Label: Vertice Cultural

From: Brésil / Brazil

9,0

Philippe André - January 2018

TRANSLATED REVIEW (GOOGLE TRANSLATE) BELOW FRENCH TEXT !

CHRONIQUE / REVIEW

CD

 

Deuxième album pour le trio brésilien CARAVELA ESCARLATE que nous avions découvert il y a à peine un an avec un premier essai un peu court et un peu timide selon moi car essentiellement acoustique ou électro acoustique, même si l'on sentait bien qu'il y  avait une indéniable qualité en germination dans leur musique.
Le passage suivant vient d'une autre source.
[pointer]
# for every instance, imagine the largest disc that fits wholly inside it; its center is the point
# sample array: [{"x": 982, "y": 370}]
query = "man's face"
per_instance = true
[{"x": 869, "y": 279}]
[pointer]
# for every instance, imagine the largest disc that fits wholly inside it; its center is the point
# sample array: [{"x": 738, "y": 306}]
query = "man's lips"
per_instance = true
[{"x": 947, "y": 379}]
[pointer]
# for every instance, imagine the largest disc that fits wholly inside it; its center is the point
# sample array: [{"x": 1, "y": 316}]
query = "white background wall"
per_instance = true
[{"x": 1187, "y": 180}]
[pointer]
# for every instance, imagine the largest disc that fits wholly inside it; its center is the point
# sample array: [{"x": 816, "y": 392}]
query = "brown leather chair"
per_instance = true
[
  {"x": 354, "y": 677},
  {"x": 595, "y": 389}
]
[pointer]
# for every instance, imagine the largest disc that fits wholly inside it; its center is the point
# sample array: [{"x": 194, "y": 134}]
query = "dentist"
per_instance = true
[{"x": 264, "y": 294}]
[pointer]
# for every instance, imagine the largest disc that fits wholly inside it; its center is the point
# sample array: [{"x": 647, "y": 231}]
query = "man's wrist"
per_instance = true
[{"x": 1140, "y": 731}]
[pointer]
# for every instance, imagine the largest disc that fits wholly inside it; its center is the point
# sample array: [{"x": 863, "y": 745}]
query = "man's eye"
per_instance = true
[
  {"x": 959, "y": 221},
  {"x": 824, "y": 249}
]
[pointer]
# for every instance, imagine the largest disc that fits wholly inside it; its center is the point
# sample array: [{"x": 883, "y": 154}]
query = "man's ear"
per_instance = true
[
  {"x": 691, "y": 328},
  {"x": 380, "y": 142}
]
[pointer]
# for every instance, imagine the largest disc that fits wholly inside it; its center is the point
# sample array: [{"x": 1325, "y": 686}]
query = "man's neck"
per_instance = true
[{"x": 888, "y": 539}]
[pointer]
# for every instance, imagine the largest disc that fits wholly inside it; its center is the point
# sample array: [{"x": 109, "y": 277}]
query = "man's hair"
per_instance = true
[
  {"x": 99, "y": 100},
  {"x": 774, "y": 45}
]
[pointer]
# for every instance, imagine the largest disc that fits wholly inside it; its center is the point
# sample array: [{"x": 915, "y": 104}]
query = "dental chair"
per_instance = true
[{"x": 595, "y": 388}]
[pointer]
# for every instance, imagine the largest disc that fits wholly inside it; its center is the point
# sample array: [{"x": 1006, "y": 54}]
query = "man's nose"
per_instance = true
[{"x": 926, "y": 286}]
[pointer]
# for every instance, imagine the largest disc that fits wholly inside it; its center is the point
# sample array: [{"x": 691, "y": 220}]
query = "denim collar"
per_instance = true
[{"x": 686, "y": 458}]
Petit rappel historique, le groupe est avant tout le projet du multi instrumentiste David CARAVELLE, d'où le nom de la formation de RIO dont le but avoué est de transcender le rock progressif des seventies avec la musique colorée du pays qui l'a vu naitre. David a décidé de travailler en étroite collaboration sur son projet avec Ronaldo RODRIGUES, par ailleurs claviériste d'ARCPELAGO. Tous les titres sont calibrés de quatre à un peu moins de sept minutes excepté les deux dernières pièces qui peuvent être considérées comme des épics.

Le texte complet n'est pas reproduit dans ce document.